School board members say they like to hear more from students, so Brandon Fleming brought three Atlanta high schoolers to speak at the CUBE Annual Conference Morning Plenary on Friday.
Fleming is the assistant debate coach at Harvard University and founder/CEO of the Harvard Diversity Project, which is an Atlanta-based pipeline program that recruits, trains, and sends highly motivated black youth into a summer debate residency at Harvard College.
Students, he told the audience, are not disinterested. Instead, they are disengaged. “You cannot reach people that you do not understand,” he said.
To help with that understanding, he introduced the three students, Zayla Bryant, Jayla Jackson, and Connor Lannaman, who are part of Fleming’s program.
Fleming asked the students to tell the audience what they want school board members to understand about their school experiences.
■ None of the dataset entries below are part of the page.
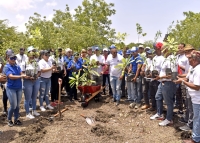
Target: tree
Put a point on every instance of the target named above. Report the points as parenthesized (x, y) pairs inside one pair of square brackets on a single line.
[(140, 31), (187, 30)]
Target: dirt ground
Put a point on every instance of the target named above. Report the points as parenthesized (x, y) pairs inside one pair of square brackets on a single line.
[(112, 125)]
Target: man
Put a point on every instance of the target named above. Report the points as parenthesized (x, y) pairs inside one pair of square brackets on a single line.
[(21, 58), (106, 75), (99, 62), (188, 115), (136, 83), (115, 74), (192, 81), (145, 71)]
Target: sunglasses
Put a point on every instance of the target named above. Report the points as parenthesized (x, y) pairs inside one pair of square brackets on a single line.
[(13, 58)]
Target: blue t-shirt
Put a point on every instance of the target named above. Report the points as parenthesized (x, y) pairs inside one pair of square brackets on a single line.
[(77, 66), (14, 70), (136, 61)]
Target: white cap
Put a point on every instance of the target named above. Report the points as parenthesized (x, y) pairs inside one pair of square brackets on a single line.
[(68, 50), (105, 49)]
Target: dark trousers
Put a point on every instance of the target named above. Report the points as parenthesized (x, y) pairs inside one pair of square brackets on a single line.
[(73, 92), (179, 99), (153, 85), (54, 86), (123, 87), (5, 100), (146, 91), (106, 76)]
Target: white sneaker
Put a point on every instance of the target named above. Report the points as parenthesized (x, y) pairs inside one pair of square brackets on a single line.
[(165, 123), (50, 107), (157, 117), (35, 113), (30, 116), (42, 108)]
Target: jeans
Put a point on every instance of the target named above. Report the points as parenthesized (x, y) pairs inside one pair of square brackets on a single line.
[(153, 86), (116, 87), (166, 91), (14, 97), (196, 123), (31, 89), (107, 76), (45, 84), (137, 90)]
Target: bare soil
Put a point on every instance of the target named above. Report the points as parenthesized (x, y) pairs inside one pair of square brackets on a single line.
[(113, 124)]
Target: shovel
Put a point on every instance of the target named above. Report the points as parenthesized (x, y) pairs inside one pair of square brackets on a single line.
[(89, 120)]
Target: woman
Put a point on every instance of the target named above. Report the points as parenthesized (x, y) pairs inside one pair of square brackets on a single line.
[(14, 89), (45, 80), (31, 85), (74, 66)]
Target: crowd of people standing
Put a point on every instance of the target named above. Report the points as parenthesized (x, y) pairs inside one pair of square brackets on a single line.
[(37, 73)]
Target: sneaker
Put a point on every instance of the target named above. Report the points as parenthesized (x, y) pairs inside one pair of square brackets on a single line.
[(30, 109), (166, 123), (10, 123), (42, 108), (17, 122), (50, 107), (35, 113), (30, 116), (182, 120), (157, 117), (185, 128), (132, 105), (117, 103)]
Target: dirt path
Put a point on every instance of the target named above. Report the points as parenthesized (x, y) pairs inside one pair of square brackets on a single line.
[(113, 125)]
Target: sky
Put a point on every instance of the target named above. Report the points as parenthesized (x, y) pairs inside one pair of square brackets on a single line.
[(152, 15)]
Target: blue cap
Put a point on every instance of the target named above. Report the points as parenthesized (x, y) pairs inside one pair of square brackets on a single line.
[(128, 52), (150, 51), (96, 48), (134, 49), (112, 46)]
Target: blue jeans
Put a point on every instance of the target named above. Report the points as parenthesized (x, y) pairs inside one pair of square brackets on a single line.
[(130, 90), (137, 90), (45, 84), (196, 123), (31, 89), (115, 83), (167, 92), (14, 97)]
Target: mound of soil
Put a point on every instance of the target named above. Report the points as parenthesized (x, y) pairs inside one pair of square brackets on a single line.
[(34, 132), (103, 117)]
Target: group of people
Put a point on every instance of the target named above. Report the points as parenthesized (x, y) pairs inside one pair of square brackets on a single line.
[(145, 77)]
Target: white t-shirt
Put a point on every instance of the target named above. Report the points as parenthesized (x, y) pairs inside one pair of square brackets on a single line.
[(194, 77), (21, 60), (100, 58), (148, 63), (43, 65), (112, 62), (59, 61), (183, 61), (157, 63)]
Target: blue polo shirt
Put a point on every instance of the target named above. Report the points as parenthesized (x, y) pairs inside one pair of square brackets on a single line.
[(137, 60), (77, 65), (14, 70)]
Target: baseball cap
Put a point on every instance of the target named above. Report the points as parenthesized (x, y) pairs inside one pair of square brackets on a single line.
[(188, 47), (105, 49), (112, 46), (134, 49), (30, 48), (9, 52)]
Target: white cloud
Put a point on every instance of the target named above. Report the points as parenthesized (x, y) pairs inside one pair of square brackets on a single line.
[(19, 17), (53, 3), (17, 5)]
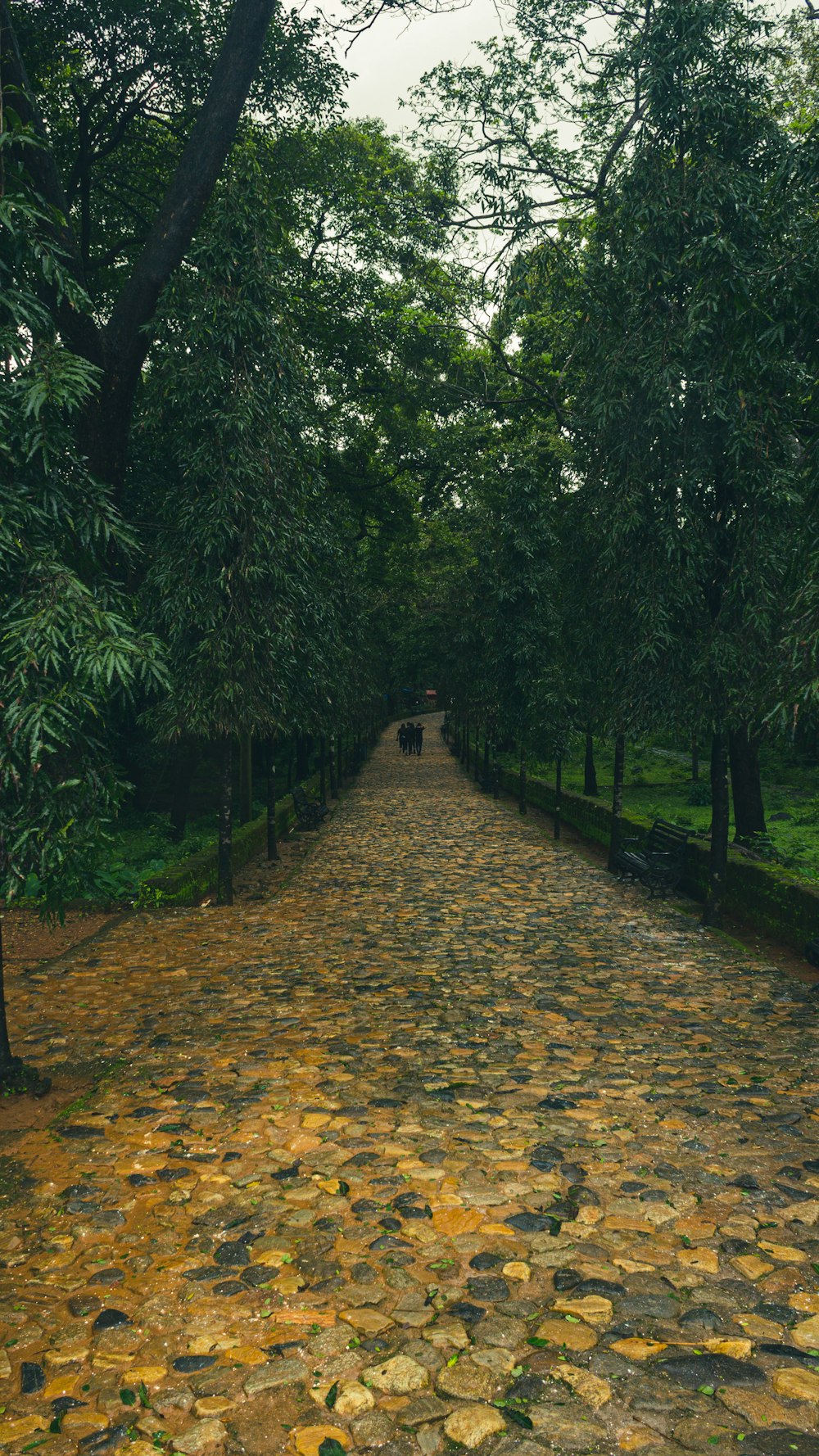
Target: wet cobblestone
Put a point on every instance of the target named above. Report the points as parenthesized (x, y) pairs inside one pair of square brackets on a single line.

Lannaman remembered a classroom where a teacher’s reaction to a sleeping student was to roll her eyes but continue teaching, giving him the impression that students were valued for their presence, not their ideas. “We are not objects; we are people, but in our student experience, we are shuffled from class to class,” he said.
Bryant recalls being excited about transitioning to high school and expecting teachers to be ready to help her. Instead, she found the teachers weren’t there for her. “My education no longer belonged to me because my teachers no longer cared,” she said.
Jackson asked the audience to allow for student ideas in school. Everything in the lives of children is controlled by adults. The only thing they don’t control is ideas. When you allow students to express their ideas, “you make students feel alive, she said. “Please make us feel alive.”
After the session, Fleming signed copies of his new book, Miseducated: A Memoir.